La proposta cadde nel vuoto: non mancò qualche segno di ironia o di sgarberia clericale (…omissis…).
20 settembre: è una data patetica nella storia d’Italia. Il momento più alto del Risorgimento, ma quasi vissuto in punta di piedi, con impacciata discrezione, con un diffuso senso di timore. "Il giorno più grande del secolo decimonono" : aveva detto un famoso storico tedesco, ma che la classe dirigente italiana farà il possibile per dimenticare o scolorire, quasi atterrita dal compito storico che la Provvidenza le aveva assegnato. (…omissis…).
Solo il fascismo, sprezzante di tutte le pregiudiziali risorgimentali, indifferente alle radici profonde dello Stato liberale e unitario, poteva cancellare con un tratto di penna quell’esile filo che collegava le vecchie e le nuove generazioni, il 20 settembre "giorno festivo per gli effetti civili". Porta Pia fu riassorbita nella Conciliazione: l’11 febbraio diventò la sola festa, la festa nazionale celebrante il trionfo della "ragion di Stato" fascista e vaticana, il suggello dei Patti lateranensi.
Quel giorno, già controverso e tormentato per la generazione dei nostri padri, perse quasi ogni significato per la generazione nata all’indomani della prima guerra mondiale.
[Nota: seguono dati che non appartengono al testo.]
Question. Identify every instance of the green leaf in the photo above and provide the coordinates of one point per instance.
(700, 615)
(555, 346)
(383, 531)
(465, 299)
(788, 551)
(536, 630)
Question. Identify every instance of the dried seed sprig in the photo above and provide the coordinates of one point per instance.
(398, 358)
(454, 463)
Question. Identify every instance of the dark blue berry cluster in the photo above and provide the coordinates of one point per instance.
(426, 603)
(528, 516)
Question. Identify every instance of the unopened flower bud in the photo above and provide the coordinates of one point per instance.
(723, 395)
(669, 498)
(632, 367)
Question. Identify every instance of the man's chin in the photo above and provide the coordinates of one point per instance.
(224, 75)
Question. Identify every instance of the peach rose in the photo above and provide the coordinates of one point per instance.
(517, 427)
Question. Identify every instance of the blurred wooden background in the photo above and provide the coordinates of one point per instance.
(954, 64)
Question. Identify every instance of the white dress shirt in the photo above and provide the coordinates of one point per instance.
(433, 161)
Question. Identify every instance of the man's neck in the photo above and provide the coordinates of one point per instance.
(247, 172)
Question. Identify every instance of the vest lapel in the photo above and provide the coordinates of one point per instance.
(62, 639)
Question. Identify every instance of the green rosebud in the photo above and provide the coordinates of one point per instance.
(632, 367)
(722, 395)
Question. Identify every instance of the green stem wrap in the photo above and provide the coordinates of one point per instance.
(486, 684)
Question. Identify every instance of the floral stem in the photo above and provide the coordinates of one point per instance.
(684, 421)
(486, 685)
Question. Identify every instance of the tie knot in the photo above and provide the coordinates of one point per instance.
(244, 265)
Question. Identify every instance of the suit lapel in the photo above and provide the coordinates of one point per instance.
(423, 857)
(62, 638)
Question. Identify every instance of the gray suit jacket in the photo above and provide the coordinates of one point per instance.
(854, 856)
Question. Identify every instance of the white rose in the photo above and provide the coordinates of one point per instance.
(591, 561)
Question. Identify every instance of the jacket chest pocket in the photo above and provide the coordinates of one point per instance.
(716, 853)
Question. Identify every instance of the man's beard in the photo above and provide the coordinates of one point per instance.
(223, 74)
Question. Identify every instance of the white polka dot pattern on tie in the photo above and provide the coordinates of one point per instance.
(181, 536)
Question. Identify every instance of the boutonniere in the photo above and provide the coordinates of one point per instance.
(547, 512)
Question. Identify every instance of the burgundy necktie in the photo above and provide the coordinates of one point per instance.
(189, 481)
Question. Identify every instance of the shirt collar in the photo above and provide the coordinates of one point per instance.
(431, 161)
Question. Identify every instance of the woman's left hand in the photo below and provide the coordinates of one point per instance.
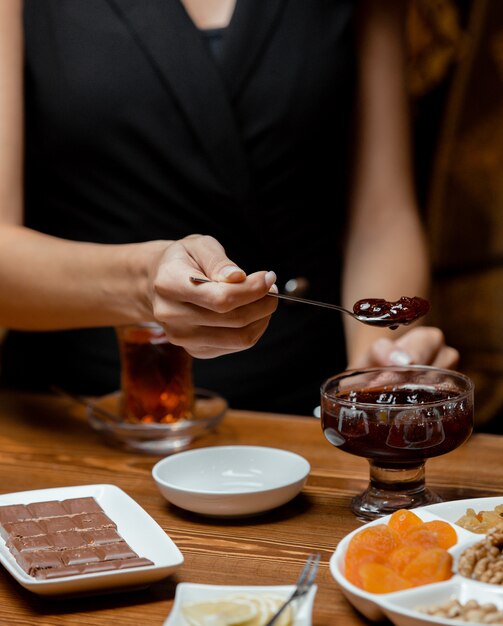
(424, 345)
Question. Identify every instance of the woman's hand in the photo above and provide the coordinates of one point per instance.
(423, 345)
(208, 319)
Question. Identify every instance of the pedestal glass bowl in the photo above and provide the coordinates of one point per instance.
(397, 418)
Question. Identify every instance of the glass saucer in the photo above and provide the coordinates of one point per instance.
(154, 438)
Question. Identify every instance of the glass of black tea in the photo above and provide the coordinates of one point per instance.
(396, 418)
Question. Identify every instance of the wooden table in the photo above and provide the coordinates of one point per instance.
(46, 442)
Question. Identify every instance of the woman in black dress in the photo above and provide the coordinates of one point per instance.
(274, 129)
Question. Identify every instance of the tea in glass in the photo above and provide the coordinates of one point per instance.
(156, 376)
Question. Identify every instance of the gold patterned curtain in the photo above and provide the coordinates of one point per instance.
(464, 194)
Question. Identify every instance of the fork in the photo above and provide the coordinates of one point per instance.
(304, 583)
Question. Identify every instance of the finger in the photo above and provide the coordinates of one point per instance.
(180, 317)
(224, 297)
(422, 344)
(206, 342)
(447, 358)
(211, 258)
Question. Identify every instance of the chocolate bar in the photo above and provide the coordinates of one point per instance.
(55, 538)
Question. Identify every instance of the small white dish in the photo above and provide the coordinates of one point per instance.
(400, 607)
(135, 525)
(187, 593)
(231, 481)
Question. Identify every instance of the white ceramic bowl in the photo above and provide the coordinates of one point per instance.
(231, 480)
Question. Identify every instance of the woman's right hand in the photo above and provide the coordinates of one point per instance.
(227, 315)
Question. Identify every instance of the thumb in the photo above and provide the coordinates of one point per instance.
(386, 352)
(227, 272)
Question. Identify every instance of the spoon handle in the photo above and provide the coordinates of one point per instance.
(283, 296)
(87, 403)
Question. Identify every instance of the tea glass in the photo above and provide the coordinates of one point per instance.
(156, 376)
(397, 418)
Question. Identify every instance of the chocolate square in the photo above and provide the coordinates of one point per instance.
(74, 506)
(29, 544)
(58, 524)
(28, 528)
(68, 539)
(79, 556)
(49, 508)
(58, 572)
(31, 562)
(14, 513)
(99, 536)
(91, 521)
(117, 550)
(100, 566)
(135, 562)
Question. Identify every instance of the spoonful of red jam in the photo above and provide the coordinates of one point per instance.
(372, 311)
(391, 314)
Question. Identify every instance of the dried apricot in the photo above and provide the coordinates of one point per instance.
(421, 537)
(446, 535)
(401, 557)
(356, 556)
(378, 578)
(430, 566)
(403, 519)
(380, 538)
(370, 545)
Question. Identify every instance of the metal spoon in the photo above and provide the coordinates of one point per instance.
(88, 404)
(384, 320)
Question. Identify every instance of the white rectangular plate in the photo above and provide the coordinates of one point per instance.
(136, 526)
(192, 592)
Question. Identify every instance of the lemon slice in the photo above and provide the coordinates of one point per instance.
(221, 612)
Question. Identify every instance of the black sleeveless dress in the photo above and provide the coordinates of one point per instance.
(136, 131)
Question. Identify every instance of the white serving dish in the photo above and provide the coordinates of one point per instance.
(189, 592)
(231, 480)
(400, 606)
(135, 525)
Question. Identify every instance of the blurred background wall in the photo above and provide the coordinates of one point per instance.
(456, 85)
Il quadro di Cammarano tendeva a scomparire dai libri di testo, dove aveva pur dominato fino agli anni trenta; i riferimenti alla questione romana diventavano sempre più scarni o retorici, scarni per il passato, retorici per il ritorno all’incontro fra la Croce e l’Aquila sanzionato dalle guerre di Etiopia e di Spagna. Capire, in quel periodo, per uno studente ginnasiale, cosa fosse stata la legge delle Guarentigie, era estremamente difficile, per non dire impossibile. Il 20 settembre si dissolveva nell’ironia che avvolgeva l’"Italietta", la piccola Italia del trasformismo liberale e post-risorgimentale, incapace di marciare col ritmo guerriero del passo dell’oca. E i grandi problemi ideali del riscatto nazionale sopravvivevano solo in chi, pur in mezzo alle negazioni ufficiali, tentava di ritrovare il filo del nostro dramma unitario in certi scrittori pur accettati dal regime, in chi, da Oriani, sapeva magari risalire a Gobetti.